Second, this Court joins others in finding that
“direct physical loss” is unambiguous. See, e.g., Ashland, 2013 WL 4400516 at *8; LexFit, 2021
WL 2382519 at *3. Third and finally, based on how “direct physical loss” is used throughout the
Policy, it would be unreasonable for Goodwood to expect that its alleged inability to physically
use or access its properties would be covered. As illustrated in the examples below, “direct
physical loss” is used in the Policy in conjunction with “tangible harm or damage” to the covered
property, not the “physical loss” of the ability to use it:
5. Tenant’s Building Glass Coverage
If you are a tenant and no Limit of Insurance is shown in the Declarations
for Building Coverage you may extend the insurance provided for Your
Business Personal Property to cover direct physical loss or damage to
building glass that is part of the exterior or interior walls, floors or ceilings
of the building or structure occupied by you at the premises shown in the
We will also pay for necessary:
a. Expenses incurred to put up temporary plates or board up
b. Repair or replacement of encasing frames; and
c. Expenses incurred to remove or replace obstructions.

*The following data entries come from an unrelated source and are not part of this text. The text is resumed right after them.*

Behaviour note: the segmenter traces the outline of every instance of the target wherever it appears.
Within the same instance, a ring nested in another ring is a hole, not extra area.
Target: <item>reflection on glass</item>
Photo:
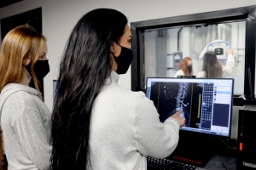
[[[193,75],[203,69],[203,56],[213,51],[222,67],[230,66],[223,77],[234,78],[234,93],[243,94],[245,21],[159,30],[146,30],[145,80],[147,77],[174,77],[181,60],[190,57]],[[228,51],[232,49],[230,57]],[[231,59],[231,60],[230,60]]]

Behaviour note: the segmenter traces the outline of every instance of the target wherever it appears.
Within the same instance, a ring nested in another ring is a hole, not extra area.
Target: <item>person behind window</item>
[[[45,37],[31,26],[14,28],[3,40],[0,117],[9,170],[49,167],[51,114],[38,84],[49,71],[46,54]]]
[[[147,169],[174,150],[181,110],[164,123],[143,92],[118,84],[133,59],[126,17],[97,8],[76,24],[61,60],[52,116],[55,169]]]
[[[213,51],[207,51],[203,57],[202,71],[198,72],[196,77],[224,78],[233,72],[235,59],[233,49],[227,51],[228,59],[226,65],[221,65]]]
[[[193,75],[192,59],[190,57],[183,59],[174,76],[185,75]]]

s. “Micro-Brewery” Leakage or Spillage
We will pay up to $25,000 for direct physical loss or damage due to sudden
and accidental leakage or spillage of microbrew. Coverage does not apply
if you left valves open which caused the leakage or spillage of microbrew.
u. Tank Collapse
We will pay for direct physical loss or damage to microbrew storage tanks
from collapse of a tank resulting from external tank air pressure being
greater than internal tank air pressure.
[DE 1-4 at 56-64].
The context in which “direct physical loss” is used throughout the Policy constitutes an
“unequivocally conspicuous, plain and clear manifestation of [United Fire’s] intent to exclude
coverage.” Ellington, 459 S.W.3d at 883.
Having thus considered the parties’ filings and the applicable law, and being otherwise
sufficiently advised, the Court HEREBY ORDERS AS FOLLOWS:
(1) The Court finds that the exercise of its jurisdiction over this declaratory judgment
action under 28 U.S.C § 2201 is proper.
(2) United Fire’s Motion for Summary Judgment, [DE 33], is GRANTED.
(3) This matter is DISMISSED with prejudice and STRICKEN from the Court’s active
(4) The Court will enter a separate Judgment.